The club announced that the bizarre simulacrum of the Thriller star is to be dug up and returned to Mohamed Al Fayed, who put it up when he owned the Premier League club.

The statue of Jackson in a performance pose, wearing a signature single glove, was loved only by Al Fayed - and he refused to listen to any dissenters.

Unveiling the statue at Craven Cottage in 2011, two years after Jackson's sudden death, the 85-year-old Harrods mogul responded to criticism by saying: "Why is it bizarre? Football fans love it.

"If some stupid fans don't understand and appreciate such a gift this guy gave to the world, they can go to hell."

However some fans accused Al Fayed of turning Fulham into a laughing stock.

One fan said: "It makes the club look silly. I thought it was an April Fools joke."

Critics found plenty of faults in the statue, accusing it of not looking like the King of Pop in the facial area, while others complained Jackson never wore the outfit which adorns him on the statue.

Now the list of those who are undecidedly unthrilled seemingly includes new owner Shahid Khan, to whom Al Fayed sold the club for £105m earlier this year.

Under development plans, the statue will be removed from its spot - despite Al Fayed warning Khan he will rip off his facial hair if anything happens to it.

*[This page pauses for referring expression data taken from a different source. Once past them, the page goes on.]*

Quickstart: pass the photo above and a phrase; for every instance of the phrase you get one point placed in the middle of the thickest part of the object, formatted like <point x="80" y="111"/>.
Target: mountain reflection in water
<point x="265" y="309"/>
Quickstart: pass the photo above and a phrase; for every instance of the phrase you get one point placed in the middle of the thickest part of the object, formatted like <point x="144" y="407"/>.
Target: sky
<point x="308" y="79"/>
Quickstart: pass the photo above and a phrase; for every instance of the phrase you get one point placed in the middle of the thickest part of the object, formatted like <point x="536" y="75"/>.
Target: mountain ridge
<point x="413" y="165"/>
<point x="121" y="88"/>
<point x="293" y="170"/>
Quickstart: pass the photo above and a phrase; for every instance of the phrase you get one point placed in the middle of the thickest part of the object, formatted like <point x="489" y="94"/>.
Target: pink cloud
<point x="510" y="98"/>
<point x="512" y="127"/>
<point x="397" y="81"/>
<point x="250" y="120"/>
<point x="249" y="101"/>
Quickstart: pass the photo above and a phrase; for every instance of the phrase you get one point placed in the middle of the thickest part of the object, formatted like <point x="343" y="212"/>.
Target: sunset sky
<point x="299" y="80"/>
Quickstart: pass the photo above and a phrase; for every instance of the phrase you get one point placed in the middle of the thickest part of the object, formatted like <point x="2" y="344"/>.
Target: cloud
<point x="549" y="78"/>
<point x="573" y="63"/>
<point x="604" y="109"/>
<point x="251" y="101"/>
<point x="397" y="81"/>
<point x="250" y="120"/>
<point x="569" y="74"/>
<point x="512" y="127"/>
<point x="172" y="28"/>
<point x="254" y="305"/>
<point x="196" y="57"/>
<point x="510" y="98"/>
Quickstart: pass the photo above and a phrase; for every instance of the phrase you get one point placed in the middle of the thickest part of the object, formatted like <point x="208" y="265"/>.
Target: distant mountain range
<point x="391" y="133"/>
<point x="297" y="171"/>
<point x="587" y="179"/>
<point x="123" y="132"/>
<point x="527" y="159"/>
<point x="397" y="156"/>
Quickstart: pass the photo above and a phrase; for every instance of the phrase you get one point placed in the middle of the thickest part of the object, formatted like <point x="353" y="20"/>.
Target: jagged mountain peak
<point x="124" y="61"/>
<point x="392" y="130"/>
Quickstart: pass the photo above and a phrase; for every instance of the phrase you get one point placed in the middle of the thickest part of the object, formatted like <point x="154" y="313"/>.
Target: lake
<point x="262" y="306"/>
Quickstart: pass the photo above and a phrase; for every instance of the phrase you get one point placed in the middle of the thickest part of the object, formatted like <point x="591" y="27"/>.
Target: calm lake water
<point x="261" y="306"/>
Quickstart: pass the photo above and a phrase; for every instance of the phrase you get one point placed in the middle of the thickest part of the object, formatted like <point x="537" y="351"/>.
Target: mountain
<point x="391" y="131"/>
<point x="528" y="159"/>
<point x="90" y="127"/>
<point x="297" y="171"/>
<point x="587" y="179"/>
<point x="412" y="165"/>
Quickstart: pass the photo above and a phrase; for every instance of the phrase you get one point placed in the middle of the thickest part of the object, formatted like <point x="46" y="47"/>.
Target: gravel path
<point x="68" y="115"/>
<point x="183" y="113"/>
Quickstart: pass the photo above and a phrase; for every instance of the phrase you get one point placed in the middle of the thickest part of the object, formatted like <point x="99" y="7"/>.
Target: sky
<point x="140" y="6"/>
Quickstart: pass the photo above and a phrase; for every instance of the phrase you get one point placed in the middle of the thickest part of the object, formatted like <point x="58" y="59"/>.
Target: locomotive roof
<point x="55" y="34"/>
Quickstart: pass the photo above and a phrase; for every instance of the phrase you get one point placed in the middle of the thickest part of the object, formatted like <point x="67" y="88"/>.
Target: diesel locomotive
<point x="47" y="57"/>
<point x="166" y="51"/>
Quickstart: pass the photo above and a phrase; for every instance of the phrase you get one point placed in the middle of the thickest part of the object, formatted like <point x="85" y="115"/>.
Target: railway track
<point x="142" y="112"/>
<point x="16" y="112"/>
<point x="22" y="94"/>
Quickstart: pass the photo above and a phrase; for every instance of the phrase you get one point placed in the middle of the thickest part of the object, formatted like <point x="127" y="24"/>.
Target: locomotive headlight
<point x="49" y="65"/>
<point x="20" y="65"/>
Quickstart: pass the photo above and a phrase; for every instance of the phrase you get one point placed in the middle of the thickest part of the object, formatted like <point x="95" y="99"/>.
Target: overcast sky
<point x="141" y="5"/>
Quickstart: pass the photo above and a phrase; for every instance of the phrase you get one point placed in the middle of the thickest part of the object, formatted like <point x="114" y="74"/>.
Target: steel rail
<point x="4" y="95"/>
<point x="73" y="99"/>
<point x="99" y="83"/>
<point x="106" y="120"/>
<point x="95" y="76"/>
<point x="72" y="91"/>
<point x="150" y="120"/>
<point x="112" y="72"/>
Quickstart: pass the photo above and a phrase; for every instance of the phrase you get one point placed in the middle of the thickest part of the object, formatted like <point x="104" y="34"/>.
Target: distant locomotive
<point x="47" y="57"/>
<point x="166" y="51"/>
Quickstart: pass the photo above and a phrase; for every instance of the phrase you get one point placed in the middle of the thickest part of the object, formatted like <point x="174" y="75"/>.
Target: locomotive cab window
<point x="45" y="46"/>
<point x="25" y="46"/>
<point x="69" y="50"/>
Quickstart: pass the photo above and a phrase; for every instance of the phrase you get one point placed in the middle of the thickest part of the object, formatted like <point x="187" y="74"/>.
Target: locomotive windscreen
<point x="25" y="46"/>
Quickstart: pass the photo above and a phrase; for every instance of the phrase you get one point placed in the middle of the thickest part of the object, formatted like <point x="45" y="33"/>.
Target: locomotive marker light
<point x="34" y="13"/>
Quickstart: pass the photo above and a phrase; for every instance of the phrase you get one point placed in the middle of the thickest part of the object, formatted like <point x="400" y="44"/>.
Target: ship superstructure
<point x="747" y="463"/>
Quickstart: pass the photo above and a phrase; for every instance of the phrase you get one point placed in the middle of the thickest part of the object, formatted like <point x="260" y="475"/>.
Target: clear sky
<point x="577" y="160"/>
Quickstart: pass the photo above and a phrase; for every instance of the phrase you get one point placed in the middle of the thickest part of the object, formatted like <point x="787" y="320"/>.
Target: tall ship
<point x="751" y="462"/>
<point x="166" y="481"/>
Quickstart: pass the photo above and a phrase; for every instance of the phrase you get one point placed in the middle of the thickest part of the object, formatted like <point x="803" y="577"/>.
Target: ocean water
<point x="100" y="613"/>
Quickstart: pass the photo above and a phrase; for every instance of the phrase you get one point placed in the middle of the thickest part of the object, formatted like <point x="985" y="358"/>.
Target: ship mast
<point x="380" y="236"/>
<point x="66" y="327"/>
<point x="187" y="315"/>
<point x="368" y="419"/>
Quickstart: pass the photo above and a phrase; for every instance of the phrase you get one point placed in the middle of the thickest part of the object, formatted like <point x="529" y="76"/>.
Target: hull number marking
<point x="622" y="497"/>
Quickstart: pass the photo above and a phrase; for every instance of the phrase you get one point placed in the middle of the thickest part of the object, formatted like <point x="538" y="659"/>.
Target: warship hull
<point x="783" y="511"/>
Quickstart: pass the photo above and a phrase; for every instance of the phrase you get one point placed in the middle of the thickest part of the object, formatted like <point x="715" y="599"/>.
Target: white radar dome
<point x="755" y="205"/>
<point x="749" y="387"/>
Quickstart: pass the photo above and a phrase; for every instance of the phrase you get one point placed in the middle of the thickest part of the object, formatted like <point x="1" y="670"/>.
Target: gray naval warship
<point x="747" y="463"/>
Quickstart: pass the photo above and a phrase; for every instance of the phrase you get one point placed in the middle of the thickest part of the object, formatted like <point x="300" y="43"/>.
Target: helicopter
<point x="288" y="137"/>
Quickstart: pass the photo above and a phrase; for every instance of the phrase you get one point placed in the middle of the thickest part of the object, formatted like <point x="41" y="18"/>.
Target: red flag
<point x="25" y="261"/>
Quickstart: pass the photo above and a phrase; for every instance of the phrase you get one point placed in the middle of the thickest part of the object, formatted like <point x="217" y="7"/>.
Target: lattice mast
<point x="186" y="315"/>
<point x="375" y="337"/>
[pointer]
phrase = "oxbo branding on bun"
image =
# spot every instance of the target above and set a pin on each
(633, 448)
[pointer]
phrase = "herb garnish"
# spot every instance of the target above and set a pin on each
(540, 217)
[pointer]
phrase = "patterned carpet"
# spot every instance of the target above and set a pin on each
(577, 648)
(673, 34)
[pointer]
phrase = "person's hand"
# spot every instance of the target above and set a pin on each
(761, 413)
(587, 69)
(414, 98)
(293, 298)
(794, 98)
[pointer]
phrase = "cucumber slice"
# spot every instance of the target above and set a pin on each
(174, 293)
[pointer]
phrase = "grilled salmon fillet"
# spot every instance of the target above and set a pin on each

He said: "The Michael Jackson statue is listed with the club and if he dares to move it, he will be in big trouble. I will be forced to rip off his [Khan's] moustache if he dares remove it."

But a club spokesman said: "The statue is not part of the Riverside development of the stadium and will be returned to the former chairman in due course."

The announcement of plans to rip out the statue and hand it back to Al Fayed marks a U-turn by new owner Khan. Upon taking over in the boardroom, he said: "I have to preserve and respect history, and I will reflect on the statue. This is a special and historic place."

IBTimes UK contacted Al Fayed but no reply had been received at time of publication.